(WACO, Texas) — The NCAA Division I Committee on Infractions levied punishments against Baylor University on Wednesday, following the conclusion of its investigation into several alleged rules violations.
According to a news release, the committee determined that Baylor provided impermissible benefits to student-athletes and violated recruiting rules between 2011 and 2016. They could not, however, conclude whether Baylor had violated NCAA rules when it failed to report allegations of sexual violence on its campus.
“Baylor admitted to moral and ethical failings in its handling of sexual and interpersonal violence on campus,” the panel said in its decision, “but argued those failings, however egregious, did not constitute violations of NCAA rules.”
“Ultimately, and with tremendous reluctance, this panel agrees.”
The NCAA panel says that while the organization provides resources to support member institutions in carrying out the responsibilities of reporting and addressing sexual violence on campus as required by the U.S. Department of Education, current NCAA rules don’t call for their adjudication of how schools respond to such issues. Still, the panel quotes one former university president as saying Baylor’s handling of sexual violence was a “colossal operational failure.”
Baylor was accused of shielding football student-athletes from disciplinary processes and failed to report allegations of misconduct by football student-athletes.
The panel did find that one student-athlete who had been suspended for plagiarism had been required to submit to an academic performance plan, but later was caught cheating on an in-class quiz.
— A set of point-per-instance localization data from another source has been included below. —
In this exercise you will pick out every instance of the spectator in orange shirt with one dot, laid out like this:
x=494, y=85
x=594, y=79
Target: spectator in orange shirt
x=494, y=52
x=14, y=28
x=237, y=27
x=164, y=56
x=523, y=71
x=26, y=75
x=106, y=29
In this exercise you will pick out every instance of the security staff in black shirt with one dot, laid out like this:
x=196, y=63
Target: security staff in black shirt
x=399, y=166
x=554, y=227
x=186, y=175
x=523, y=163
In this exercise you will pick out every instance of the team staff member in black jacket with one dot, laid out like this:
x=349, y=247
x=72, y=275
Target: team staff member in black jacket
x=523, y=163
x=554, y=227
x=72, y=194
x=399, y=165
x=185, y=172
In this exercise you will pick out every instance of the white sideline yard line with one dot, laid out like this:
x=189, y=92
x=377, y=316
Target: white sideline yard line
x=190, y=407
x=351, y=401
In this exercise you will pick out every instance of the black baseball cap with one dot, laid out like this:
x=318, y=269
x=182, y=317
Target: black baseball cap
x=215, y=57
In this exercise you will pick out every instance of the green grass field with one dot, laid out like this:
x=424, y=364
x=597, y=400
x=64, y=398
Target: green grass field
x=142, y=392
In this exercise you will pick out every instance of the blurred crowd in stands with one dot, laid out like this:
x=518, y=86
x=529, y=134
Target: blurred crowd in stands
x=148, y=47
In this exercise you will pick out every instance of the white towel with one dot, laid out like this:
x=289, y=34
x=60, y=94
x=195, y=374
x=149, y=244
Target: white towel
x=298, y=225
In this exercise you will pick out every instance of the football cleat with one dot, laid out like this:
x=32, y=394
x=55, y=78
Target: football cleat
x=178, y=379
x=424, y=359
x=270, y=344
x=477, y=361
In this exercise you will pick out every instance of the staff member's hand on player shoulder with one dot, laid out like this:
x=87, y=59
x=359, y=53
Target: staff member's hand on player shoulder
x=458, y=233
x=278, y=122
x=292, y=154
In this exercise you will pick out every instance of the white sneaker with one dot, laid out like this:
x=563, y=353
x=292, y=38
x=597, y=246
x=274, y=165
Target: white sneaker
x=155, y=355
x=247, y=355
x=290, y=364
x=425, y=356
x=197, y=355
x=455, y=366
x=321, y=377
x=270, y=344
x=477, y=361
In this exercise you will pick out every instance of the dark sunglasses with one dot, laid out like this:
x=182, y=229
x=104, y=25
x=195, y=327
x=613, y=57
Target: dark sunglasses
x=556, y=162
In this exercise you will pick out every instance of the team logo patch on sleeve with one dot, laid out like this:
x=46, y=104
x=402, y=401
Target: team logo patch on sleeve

That incident, they say, was not reported to the university president as a failure to live up to that performance plan.
The school also was found to have used a “predominantly female student-host group, the Baylor Bruins” to recruit football student-athletes. While the group eventually allowed membership for men, the panel says it was “geared toward female participants.”
“The gender-based nature of this group is especially concerning in light of the campus-wise cultural issues…as well as the extremely troubling assertions…that the Bruins were ‘kind of at the disposal of football players in a very inappropriate way.'”
Among the penalties the NCAA panel will levy are a $5,000 fine, four years of probation, more stringent recruiting restrictions. The school must also vacate all records from contests in which ineligible student-athletes participated.